Here’s how to go from long-time renter to first-time homeowner.
Step 1: Save those pennies
Saving for a down payment is the first step, and there are several ways to do it (without shaming your beloved avo toast!). First, talk to your bank about setting up a high-interest savings account or Tax-Free Savings Account (TFSA) with automatic deposits every paycheque—even a small amount adds up. If you come into an inheritance, your bank can help you navigate investments to grow that windfall. And, if available, there’s parental or partner help: While one third of adults aged 18–34 own a home, two thirds of them had financial help from their family. In Toronto, 47% of adults aged 20–34 live with at least one parent, another huge money-saver.
Step 2: Determine a mortgage plan
The next step is figuring out what exactly are you saving for, and how much you need to save. While the minimum down payment required in Canada on a property under $500,000 is 5%, those buyers are required to pay a mortgage insurance fee to the Canadian Housing and Mortgage Corporation (CHMC), since the down payment is less than 20 per cent of the purchase price. All buyers must also take a mortgage “stress test,” where the bank determines your financial stability against the Bank of Canada’s five-year interest rate forecast, to be sure you can still afford payments if rates suddenly skyrocket. Twenty percent down means no CHMC fees, but keep in mind that there are more costs beyond the down payment. Be prepared to have an additional $10,000–$15,000 on hand for lawyer fees, a mortgage broker, moving costs and more.
Step 3: Start looking
Once you’re financially prepared, the thrill of the house hunt begins—and that means it’s time to find a real estate representative to guide you through the process. They’ll seek out properties in your budget that fit your wish list, help you discover new neighbourhoods, explain the paperwork and real estate jargon and, eventually, put in the offer on the property of your dreams.
If you don’t have a trusted real estate representative in your contact list, don’t fret! The Real Estate Council of Ontario (RECO) exists to provide first-time buyers with tools and information to aid your search. Every real estate representative, broker and brokerage must be registered with RECO, which upholds the rules and code of ethics they must follow. Asking friends and family for a recommendation is a great place to start, but once you have some names, it’s important to still do your research and shop around.
Step 4: Be patient
The real estate market fluctuates from city to city; how long it will take to find a home, put in an offer and have it accepted depends on supply, demand and timing. “I was very, very lucky,” says Alexa, “I only saw one other property, and then this unit came up in a building that I’d been monitoring with my real estate representative’s help for quite a while. They hadn’t had a listing in a while, so we jumped on it! It was perfect because it checked all the boxes in terms of location and size, and is also one of the few buildings in [Toronto] with low condo fees, which was huge for me.”

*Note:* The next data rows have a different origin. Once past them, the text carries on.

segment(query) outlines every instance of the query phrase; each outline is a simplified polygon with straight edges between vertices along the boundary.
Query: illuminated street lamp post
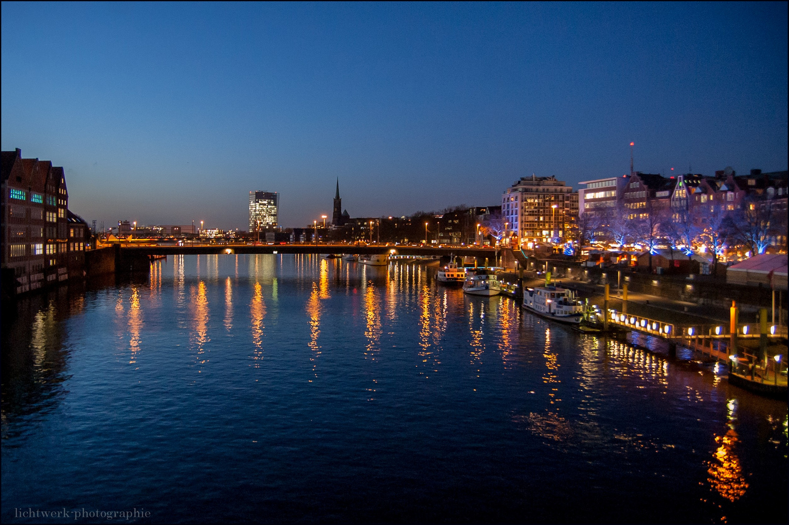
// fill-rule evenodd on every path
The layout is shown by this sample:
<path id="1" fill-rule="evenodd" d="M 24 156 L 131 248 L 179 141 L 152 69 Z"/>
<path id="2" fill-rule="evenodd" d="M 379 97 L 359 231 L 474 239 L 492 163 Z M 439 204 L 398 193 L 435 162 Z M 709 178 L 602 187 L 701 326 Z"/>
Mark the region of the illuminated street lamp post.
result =
<path id="1" fill-rule="evenodd" d="M 554 234 L 556 231 L 556 208 L 558 207 L 557 204 L 551 205 L 551 242 L 553 242 L 553 240 L 558 236 Z"/>

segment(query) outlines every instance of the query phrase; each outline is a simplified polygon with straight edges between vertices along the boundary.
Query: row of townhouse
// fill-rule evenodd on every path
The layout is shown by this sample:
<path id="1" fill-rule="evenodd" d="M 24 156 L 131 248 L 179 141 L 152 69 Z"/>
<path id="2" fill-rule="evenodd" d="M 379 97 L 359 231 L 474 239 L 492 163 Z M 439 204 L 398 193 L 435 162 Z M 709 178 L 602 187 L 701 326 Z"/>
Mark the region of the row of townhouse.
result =
<path id="1" fill-rule="evenodd" d="M 787 171 L 761 173 L 751 169 L 738 176 L 731 168 L 716 171 L 714 177 L 685 173 L 664 177 L 633 172 L 630 176 L 585 181 L 578 190 L 582 214 L 596 218 L 604 228 L 616 218 L 644 219 L 660 213 L 675 221 L 692 210 L 697 218 L 713 212 L 733 212 L 750 207 L 769 207 L 776 227 L 786 231 Z M 786 243 L 784 238 L 779 240 Z"/>
<path id="2" fill-rule="evenodd" d="M 69 210 L 63 168 L 2 151 L 2 281 L 16 295 L 84 277 L 87 223 Z"/>

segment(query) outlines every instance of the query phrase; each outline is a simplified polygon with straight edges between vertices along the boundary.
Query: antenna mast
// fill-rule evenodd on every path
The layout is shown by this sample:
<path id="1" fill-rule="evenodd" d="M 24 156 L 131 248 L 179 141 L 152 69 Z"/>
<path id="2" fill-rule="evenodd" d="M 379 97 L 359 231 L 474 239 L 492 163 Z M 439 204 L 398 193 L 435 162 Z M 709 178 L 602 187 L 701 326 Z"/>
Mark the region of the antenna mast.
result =
<path id="1" fill-rule="evenodd" d="M 635 146 L 634 142 L 630 143 L 630 177 L 633 177 L 633 147 Z"/>

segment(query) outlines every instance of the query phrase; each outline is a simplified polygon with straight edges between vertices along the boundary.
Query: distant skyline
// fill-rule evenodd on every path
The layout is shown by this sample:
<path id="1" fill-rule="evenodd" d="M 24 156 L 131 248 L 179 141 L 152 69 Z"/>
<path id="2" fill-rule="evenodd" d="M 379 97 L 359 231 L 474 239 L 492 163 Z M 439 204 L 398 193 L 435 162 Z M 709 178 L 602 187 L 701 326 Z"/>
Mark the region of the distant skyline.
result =
<path id="1" fill-rule="evenodd" d="M 2 143 L 86 220 L 497 204 L 520 177 L 787 166 L 787 4 L 2 4 Z"/>

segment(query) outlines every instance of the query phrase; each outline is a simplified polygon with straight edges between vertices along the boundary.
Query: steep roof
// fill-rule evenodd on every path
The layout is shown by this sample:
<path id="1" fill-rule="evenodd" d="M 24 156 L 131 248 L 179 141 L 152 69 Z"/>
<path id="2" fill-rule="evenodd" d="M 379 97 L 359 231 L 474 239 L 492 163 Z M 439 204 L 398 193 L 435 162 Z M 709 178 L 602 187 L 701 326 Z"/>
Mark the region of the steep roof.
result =
<path id="1" fill-rule="evenodd" d="M 82 218 L 77 214 L 72 212 L 71 210 L 68 210 L 68 215 L 66 216 L 66 220 L 69 222 L 77 222 L 78 224 L 84 224 L 86 226 L 88 225 L 88 222 L 85 221 L 85 219 Z"/>
<path id="2" fill-rule="evenodd" d="M 727 268 L 727 271 L 747 271 L 757 274 L 787 274 L 787 256 L 782 254 L 763 253 L 746 259 Z"/>
<path id="3" fill-rule="evenodd" d="M 11 170 L 13 169 L 13 164 L 17 162 L 18 158 L 21 158 L 22 151 L 20 149 L 17 149 L 16 151 L 3 151 L 2 152 L 2 180 L 8 181 L 8 177 L 11 176 Z"/>

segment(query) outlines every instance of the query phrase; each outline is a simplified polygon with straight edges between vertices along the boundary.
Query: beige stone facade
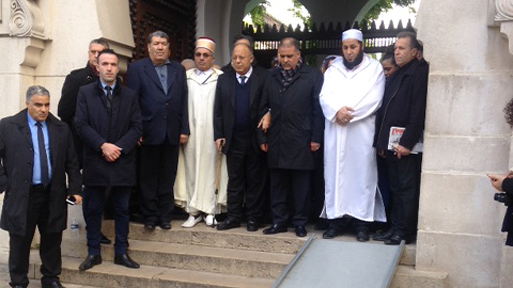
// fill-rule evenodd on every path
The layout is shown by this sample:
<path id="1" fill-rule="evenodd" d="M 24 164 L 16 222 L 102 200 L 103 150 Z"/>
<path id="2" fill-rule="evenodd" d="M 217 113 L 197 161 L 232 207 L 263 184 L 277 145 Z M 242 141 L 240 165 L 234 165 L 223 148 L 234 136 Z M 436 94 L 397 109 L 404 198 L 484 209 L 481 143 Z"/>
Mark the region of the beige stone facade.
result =
<path id="1" fill-rule="evenodd" d="M 198 1 L 197 34 L 218 42 L 218 64 L 228 61 L 244 3 Z M 417 20 L 430 73 L 416 269 L 447 272 L 450 287 L 513 283 L 513 248 L 500 231 L 505 209 L 486 177 L 513 166 L 502 111 L 513 97 L 512 7 L 424 0 Z M 91 39 L 108 41 L 126 69 L 134 45 L 126 0 L 0 0 L 0 117 L 23 108 L 34 84 L 49 89 L 56 114 L 64 77 L 85 65 Z M 69 218 L 83 232 L 81 208 Z M 0 253 L 7 239 L 0 232 Z"/>

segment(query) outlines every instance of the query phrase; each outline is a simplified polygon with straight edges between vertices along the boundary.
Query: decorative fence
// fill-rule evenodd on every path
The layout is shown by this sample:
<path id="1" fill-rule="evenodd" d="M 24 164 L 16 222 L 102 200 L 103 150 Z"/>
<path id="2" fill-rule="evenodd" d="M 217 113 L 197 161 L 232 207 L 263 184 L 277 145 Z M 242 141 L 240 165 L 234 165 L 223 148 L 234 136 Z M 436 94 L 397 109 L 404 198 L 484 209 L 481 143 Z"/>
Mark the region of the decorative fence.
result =
<path id="1" fill-rule="evenodd" d="M 355 22 L 351 25 L 348 22 L 343 28 L 341 22 L 338 22 L 336 27 L 330 22 L 327 28 L 324 23 L 321 23 L 319 28 L 314 23 L 311 27 L 305 25 L 302 30 L 299 25 L 295 29 L 291 25 L 288 27 L 281 25 L 278 29 L 275 25 L 272 26 L 266 25 L 263 27 L 257 26 L 256 29 L 252 25 L 248 25 L 244 27 L 243 33 L 254 39 L 255 55 L 261 65 L 267 67 L 267 64 L 270 63 L 276 55 L 280 40 L 285 37 L 293 37 L 299 40 L 303 55 L 340 55 L 342 32 L 351 28 L 362 31 L 364 51 L 369 53 L 385 52 L 388 46 L 393 44 L 396 35 L 401 31 L 415 31 L 411 21 L 408 20 L 406 27 L 400 20 L 397 27 L 394 27 L 391 20 L 386 28 L 383 21 L 379 27 L 377 27 L 374 21 L 370 25 L 365 22 L 361 25 Z"/>

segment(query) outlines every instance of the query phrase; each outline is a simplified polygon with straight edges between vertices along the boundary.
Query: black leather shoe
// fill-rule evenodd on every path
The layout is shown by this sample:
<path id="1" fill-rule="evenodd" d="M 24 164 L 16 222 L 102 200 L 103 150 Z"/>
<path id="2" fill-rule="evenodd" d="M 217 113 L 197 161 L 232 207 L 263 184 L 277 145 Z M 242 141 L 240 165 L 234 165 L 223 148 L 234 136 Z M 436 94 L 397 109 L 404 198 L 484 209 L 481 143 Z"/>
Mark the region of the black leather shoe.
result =
<path id="1" fill-rule="evenodd" d="M 246 228 L 248 231 L 252 232 L 258 230 L 260 226 L 258 224 L 258 222 L 255 220 L 248 220 L 248 223 L 246 224 Z"/>
<path id="2" fill-rule="evenodd" d="M 153 231 L 155 230 L 155 225 L 154 223 L 147 222 L 144 223 L 144 229 L 148 231 Z"/>
<path id="3" fill-rule="evenodd" d="M 324 239 L 332 239 L 340 235 L 342 235 L 342 233 L 339 232 L 339 231 L 337 229 L 330 227 L 322 234 L 322 237 Z"/>
<path id="4" fill-rule="evenodd" d="M 295 236 L 298 237 L 305 237 L 306 236 L 306 229 L 305 227 L 299 225 L 295 227 Z"/>
<path id="5" fill-rule="evenodd" d="M 362 229 L 357 232 L 356 239 L 358 242 L 367 242 L 370 240 L 369 232 L 366 229 Z"/>
<path id="6" fill-rule="evenodd" d="M 116 254 L 114 256 L 114 263 L 117 265 L 123 265 L 128 268 L 137 269 L 141 266 L 136 262 L 132 260 L 127 253 Z"/>
<path id="7" fill-rule="evenodd" d="M 383 232 L 382 231 L 378 231 L 376 232 L 376 234 L 374 234 L 372 236 L 372 240 L 376 241 L 384 241 L 387 239 L 390 239 L 390 237 L 392 237 L 393 235 L 393 230 L 392 229 L 388 229 L 386 232 Z"/>
<path id="8" fill-rule="evenodd" d="M 81 263 L 80 266 L 78 266 L 78 270 L 81 271 L 85 271 L 92 268 L 95 265 L 101 263 L 101 255 L 87 255 L 86 260 Z"/>
<path id="9" fill-rule="evenodd" d="M 401 241 L 403 240 L 403 237 L 395 234 L 392 235 L 389 238 L 385 239 L 383 242 L 387 245 L 399 245 L 401 244 Z"/>
<path id="10" fill-rule="evenodd" d="M 17 287 L 17 286 L 16 286 Z M 42 288 L 65 288 L 62 284 L 58 281 L 54 281 L 50 284 L 45 284 L 41 286 Z"/>
<path id="11" fill-rule="evenodd" d="M 160 228 L 163 230 L 169 230 L 171 229 L 171 223 L 167 221 L 161 222 Z"/>
<path id="12" fill-rule="evenodd" d="M 272 226 L 271 226 L 267 229 L 264 229 L 263 231 L 264 234 L 269 235 L 269 234 L 275 234 L 276 233 L 281 233 L 282 232 L 286 232 L 288 231 L 287 228 L 287 226 L 285 225 L 280 225 L 279 224 L 273 224 Z"/>
<path id="13" fill-rule="evenodd" d="M 100 242 L 102 244 L 110 244 L 112 241 L 110 239 L 107 238 L 107 236 L 103 235 L 103 233 L 102 233 L 102 240 L 100 241 Z"/>
<path id="14" fill-rule="evenodd" d="M 241 227 L 241 222 L 234 219 L 228 218 L 223 221 L 221 224 L 218 225 L 218 230 L 227 230 L 232 228 L 236 228 Z"/>

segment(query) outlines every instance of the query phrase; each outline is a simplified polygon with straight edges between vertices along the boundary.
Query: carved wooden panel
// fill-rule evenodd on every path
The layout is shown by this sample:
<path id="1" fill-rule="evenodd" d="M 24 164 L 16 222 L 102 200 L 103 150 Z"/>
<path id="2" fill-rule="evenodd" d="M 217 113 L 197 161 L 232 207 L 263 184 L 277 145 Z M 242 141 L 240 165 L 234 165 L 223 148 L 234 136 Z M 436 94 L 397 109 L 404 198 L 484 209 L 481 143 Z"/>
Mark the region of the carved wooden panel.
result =
<path id="1" fill-rule="evenodd" d="M 169 35 L 170 58 L 192 56 L 196 34 L 196 0 L 130 0 L 135 47 L 133 60 L 148 55 L 146 38 L 156 30 Z"/>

Buying a home is a complicated process and there’s plenty of lingo, people and paperwork to understand, such as closing costs, mortgage brokers and the aforementioned CHMC. Your real estate representative is there to explain everything—but buyers aren’t without responsibilities. The onus is on you to make sure you understand every step and signature. If you do run into issues with a real estate representative, know your rights.
And once you’ve navigated all that, it’s finally time to pop some bubbly and enjoy that home sweet home. “It still hasn’t completely sunk in that I’m a home owner since I rented for so long,” says Alexa. “But there’s something so lovely about knowing I have control of my space and what I do with it. It already feels more like me than any other place I’ve lived in.”